The electric vehicle subsidies are designed to help increase domestic demand for electric vehicles. The French electric vehicle incentives include:

  • A €7,000 subsidy, up from €6,000 for the purchase of a new electric vehicle costing up to €45,000 until the end of the year.
  • A €5,000 subsidy for an electric vehicle for business and fleet buyers.
  • A €2,000 subsidy for plug-in hybrids that cost up to €50,000 and have an electric range of at least a 50 kilometers.

French President Macron is designing the program so that working-class families can afford an electric vehicle. The buyer of a Renault Zoe who receives €12,000 in subsidy would have a €10,000 down payment and monthly payments of €200. It is estimated that there would be fuel savings of €400 a year, although much of this is tax savings since France and most European countries tax their transportation fuels so that their costs are almost three times as much per gallon as currently in the United States.  In addition, income limits to participate in the program will be relaxed so that 75 percent of French households will be eligible.

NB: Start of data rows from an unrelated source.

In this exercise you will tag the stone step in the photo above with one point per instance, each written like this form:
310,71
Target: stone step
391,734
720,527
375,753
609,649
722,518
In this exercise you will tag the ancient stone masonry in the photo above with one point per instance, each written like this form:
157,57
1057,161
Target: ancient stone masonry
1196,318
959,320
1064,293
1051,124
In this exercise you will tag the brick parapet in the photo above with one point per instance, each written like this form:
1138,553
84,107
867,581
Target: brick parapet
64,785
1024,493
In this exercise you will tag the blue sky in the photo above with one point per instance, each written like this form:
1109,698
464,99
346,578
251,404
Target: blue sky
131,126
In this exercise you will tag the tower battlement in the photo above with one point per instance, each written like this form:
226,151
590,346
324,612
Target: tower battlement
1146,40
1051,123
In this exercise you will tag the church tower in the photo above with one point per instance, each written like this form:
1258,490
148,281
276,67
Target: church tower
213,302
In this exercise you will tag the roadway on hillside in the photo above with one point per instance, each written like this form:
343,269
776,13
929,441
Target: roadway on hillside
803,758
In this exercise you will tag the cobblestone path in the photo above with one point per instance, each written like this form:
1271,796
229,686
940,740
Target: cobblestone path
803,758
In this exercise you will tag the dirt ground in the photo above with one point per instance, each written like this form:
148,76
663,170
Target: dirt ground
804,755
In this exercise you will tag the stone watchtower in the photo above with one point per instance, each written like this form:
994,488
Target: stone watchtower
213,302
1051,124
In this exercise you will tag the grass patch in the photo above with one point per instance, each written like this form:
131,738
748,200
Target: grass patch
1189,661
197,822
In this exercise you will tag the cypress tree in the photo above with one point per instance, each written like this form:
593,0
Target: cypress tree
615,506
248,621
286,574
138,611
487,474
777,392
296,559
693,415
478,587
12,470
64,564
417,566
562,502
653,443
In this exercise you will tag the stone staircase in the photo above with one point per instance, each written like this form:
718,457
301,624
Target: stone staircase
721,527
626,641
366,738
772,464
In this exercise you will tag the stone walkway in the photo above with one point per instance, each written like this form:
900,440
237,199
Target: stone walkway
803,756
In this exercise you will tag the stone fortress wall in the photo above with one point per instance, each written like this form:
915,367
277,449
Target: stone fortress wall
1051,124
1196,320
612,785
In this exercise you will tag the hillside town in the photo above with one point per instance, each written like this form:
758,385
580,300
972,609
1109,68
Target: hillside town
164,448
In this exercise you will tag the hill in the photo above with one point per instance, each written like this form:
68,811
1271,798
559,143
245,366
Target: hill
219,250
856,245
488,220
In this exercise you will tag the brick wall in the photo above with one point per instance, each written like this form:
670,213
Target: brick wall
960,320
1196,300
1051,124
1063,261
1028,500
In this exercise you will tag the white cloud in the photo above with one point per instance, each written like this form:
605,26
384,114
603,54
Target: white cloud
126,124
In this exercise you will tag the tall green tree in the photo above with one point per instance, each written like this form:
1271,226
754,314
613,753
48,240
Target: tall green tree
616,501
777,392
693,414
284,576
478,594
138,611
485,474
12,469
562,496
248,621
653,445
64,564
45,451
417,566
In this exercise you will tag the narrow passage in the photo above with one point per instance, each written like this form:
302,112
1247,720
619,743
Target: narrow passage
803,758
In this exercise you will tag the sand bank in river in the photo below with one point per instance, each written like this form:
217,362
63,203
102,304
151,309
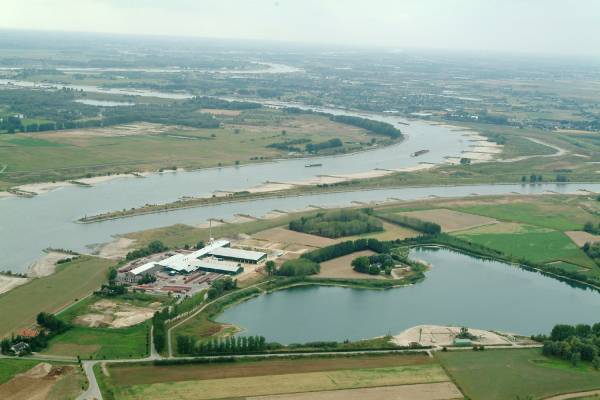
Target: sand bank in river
10,282
46,265
435,335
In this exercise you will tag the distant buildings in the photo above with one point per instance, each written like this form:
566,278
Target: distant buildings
217,257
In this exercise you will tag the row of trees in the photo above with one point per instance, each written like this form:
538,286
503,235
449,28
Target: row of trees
429,228
378,127
589,227
374,265
299,267
228,345
334,224
328,144
348,247
575,343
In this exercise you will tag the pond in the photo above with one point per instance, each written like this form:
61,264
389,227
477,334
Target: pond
458,290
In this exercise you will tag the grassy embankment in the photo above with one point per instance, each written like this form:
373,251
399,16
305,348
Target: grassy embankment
530,228
103,342
71,281
267,377
243,138
506,374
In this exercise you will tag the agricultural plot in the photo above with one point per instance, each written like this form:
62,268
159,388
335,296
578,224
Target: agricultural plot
287,383
35,380
506,374
340,267
71,281
534,245
450,220
101,342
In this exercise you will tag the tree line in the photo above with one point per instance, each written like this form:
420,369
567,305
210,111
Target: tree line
228,345
334,224
429,228
378,127
574,343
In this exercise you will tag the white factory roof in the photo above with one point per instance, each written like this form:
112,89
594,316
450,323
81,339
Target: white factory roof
180,262
219,265
143,268
207,249
237,253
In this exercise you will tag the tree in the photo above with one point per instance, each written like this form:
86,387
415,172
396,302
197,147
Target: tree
270,267
575,358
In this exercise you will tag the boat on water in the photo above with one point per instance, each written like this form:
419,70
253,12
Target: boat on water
419,153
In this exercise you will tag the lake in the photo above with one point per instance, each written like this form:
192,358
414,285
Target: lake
458,290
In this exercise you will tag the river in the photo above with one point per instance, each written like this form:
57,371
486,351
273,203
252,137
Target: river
459,290
29,225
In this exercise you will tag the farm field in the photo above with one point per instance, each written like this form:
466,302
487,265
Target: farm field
36,380
329,374
101,342
450,220
77,153
341,267
506,374
71,281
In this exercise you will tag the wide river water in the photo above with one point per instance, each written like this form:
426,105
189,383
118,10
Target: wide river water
29,225
459,290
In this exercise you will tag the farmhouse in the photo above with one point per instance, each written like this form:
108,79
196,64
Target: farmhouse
238,255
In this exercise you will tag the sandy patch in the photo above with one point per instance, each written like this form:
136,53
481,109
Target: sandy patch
270,187
215,111
282,235
580,238
44,187
435,335
341,267
110,314
34,384
424,391
451,220
46,265
138,129
10,282
116,249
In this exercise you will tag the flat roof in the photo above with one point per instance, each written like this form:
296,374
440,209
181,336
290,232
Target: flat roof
237,253
207,249
180,262
143,268
220,266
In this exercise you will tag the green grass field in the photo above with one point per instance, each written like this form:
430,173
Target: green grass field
101,343
72,281
542,214
540,247
286,383
69,154
11,367
506,374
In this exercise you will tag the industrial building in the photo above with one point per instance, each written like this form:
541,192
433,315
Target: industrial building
220,267
238,255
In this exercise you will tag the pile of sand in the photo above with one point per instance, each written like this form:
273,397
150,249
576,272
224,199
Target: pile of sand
109,314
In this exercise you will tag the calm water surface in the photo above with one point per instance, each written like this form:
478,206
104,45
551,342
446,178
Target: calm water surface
458,290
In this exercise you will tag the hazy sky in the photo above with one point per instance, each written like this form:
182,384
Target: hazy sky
537,26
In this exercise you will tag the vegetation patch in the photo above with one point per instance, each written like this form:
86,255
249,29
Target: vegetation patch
339,223
507,374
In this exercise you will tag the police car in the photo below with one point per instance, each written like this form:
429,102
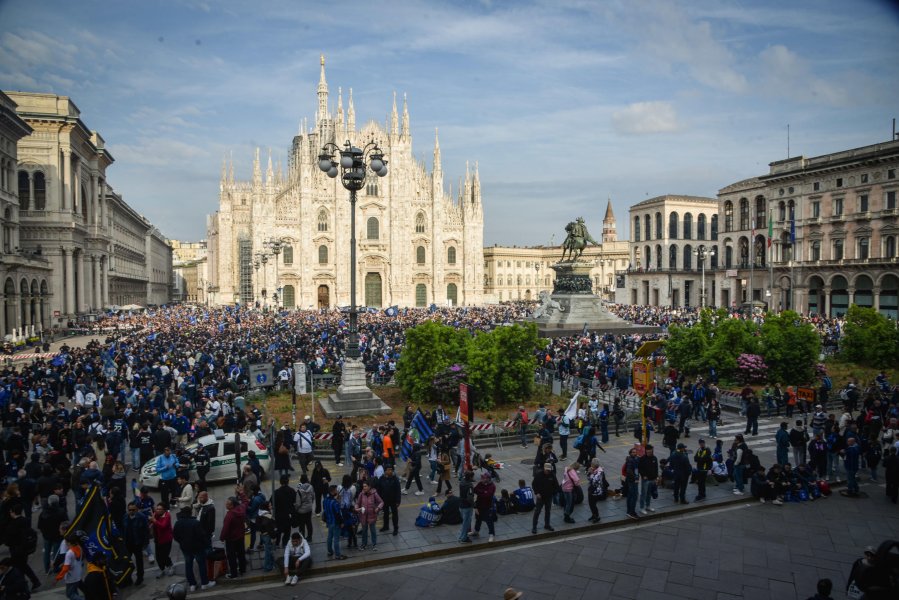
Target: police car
220,447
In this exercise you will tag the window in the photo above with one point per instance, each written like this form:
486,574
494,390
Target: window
452,294
24,191
40,191
372,229
863,248
421,295
816,251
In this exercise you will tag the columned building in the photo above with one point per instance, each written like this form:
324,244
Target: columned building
24,273
100,251
671,239
417,244
521,273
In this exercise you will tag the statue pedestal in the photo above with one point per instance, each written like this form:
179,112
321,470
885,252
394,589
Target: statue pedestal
353,398
579,306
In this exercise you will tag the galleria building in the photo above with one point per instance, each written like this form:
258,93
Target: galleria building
416,243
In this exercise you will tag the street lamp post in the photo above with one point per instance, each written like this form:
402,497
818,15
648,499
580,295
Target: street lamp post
353,169
701,254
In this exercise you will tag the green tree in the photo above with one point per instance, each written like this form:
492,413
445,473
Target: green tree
430,348
790,348
869,338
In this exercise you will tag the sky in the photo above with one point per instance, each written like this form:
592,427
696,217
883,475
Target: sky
563,104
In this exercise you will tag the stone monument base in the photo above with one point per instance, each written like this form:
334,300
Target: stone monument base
573,305
353,398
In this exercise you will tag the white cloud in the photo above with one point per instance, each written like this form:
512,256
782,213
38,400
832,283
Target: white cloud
646,117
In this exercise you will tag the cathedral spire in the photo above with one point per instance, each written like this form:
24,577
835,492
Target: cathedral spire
394,119
351,115
405,116
322,113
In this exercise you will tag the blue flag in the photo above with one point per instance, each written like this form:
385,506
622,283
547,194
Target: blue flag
418,433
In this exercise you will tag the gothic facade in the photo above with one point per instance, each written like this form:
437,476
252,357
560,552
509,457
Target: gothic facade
416,243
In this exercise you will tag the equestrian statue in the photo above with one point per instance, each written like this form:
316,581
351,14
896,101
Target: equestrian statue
577,239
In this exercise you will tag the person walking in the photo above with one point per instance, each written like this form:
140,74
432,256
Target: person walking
545,486
191,539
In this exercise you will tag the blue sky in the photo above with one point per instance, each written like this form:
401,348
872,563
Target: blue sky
564,103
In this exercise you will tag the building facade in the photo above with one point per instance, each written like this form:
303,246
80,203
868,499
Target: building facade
100,251
416,243
513,273
26,275
671,241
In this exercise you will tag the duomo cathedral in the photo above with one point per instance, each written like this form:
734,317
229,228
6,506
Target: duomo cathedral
417,244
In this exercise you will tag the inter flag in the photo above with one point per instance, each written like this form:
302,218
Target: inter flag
419,431
101,535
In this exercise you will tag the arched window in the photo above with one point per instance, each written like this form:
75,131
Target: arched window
744,214
289,299
889,246
452,294
40,191
24,191
372,228
421,295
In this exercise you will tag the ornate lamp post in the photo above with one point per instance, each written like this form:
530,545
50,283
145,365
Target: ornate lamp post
702,253
353,171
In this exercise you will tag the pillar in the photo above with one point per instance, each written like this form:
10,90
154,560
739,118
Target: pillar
69,305
81,303
95,277
66,179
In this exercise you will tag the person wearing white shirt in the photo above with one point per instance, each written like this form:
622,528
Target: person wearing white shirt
297,559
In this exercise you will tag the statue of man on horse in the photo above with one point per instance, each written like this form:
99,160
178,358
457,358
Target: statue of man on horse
577,239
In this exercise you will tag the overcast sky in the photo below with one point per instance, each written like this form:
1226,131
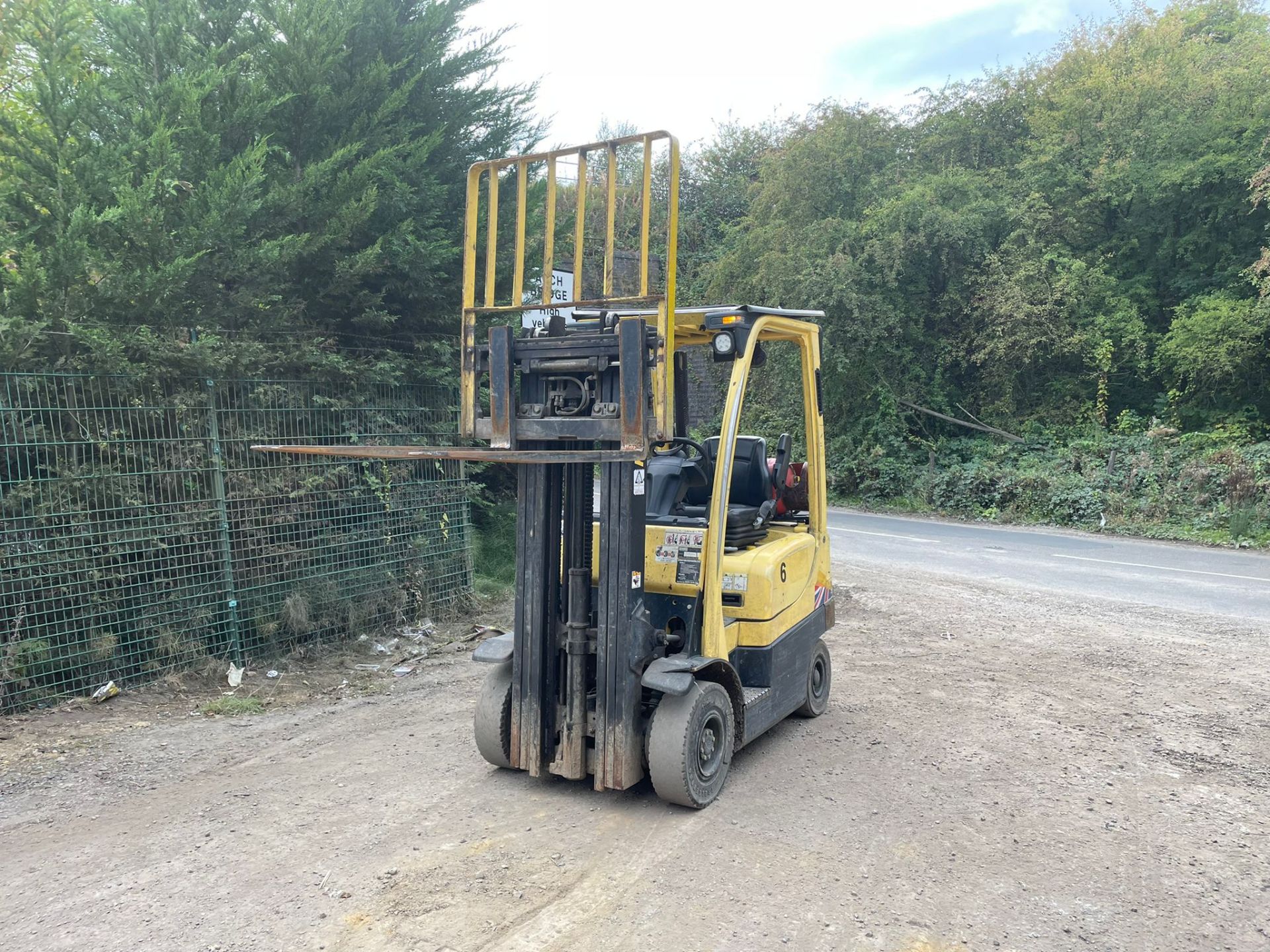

Between June 1, 2020 and the end of this year, the subsidy for buyers who turn in older vehicles is doubled to €5,000 if they buy an electric vehicle or plug-in hybrid (with at least 50 kilometers of battery range), and €3,000 for an internal-combustion engine car as long as it meets the newest emission standards. Half of the vehicles on French roads will be eligible for the scrappage program—generally gasoline cars registered before 2006 and diesel cars registered before 2011. The government is expecting to fund about 200,000 purchases for a total cost of €800 million.

In a specific example cited by the government, the owner of a 2003 gasoline powered small car could buy a used 2016 Toyota Yaris hybrid for €9,400, with a €3,000 trade-in bonus reducing that price to €6,400. The hybrid Yaris is expected to reduce fuel costs by €450 a year.

In a speech President Macron said: “Our fellow citizens need to buy more vehicles, and in particular clean ones. Not in two, five or 10 years—now.” Macron also said: “We need a motivational goal—make France Europe’s top producer of clean vehicles by bringing output to more than one million electric and hybrid cars per year over the next five years.”

Conclusion

Germany and France are picking winners in the automotive market in their coronavirus recovery plans by increasing subsidies on electric vehicles using money obtained from taxpayers. The German and French government leaders want to make electric vehicles affordable for working class families, despite whether an electric vehicle would meet their transportation needs.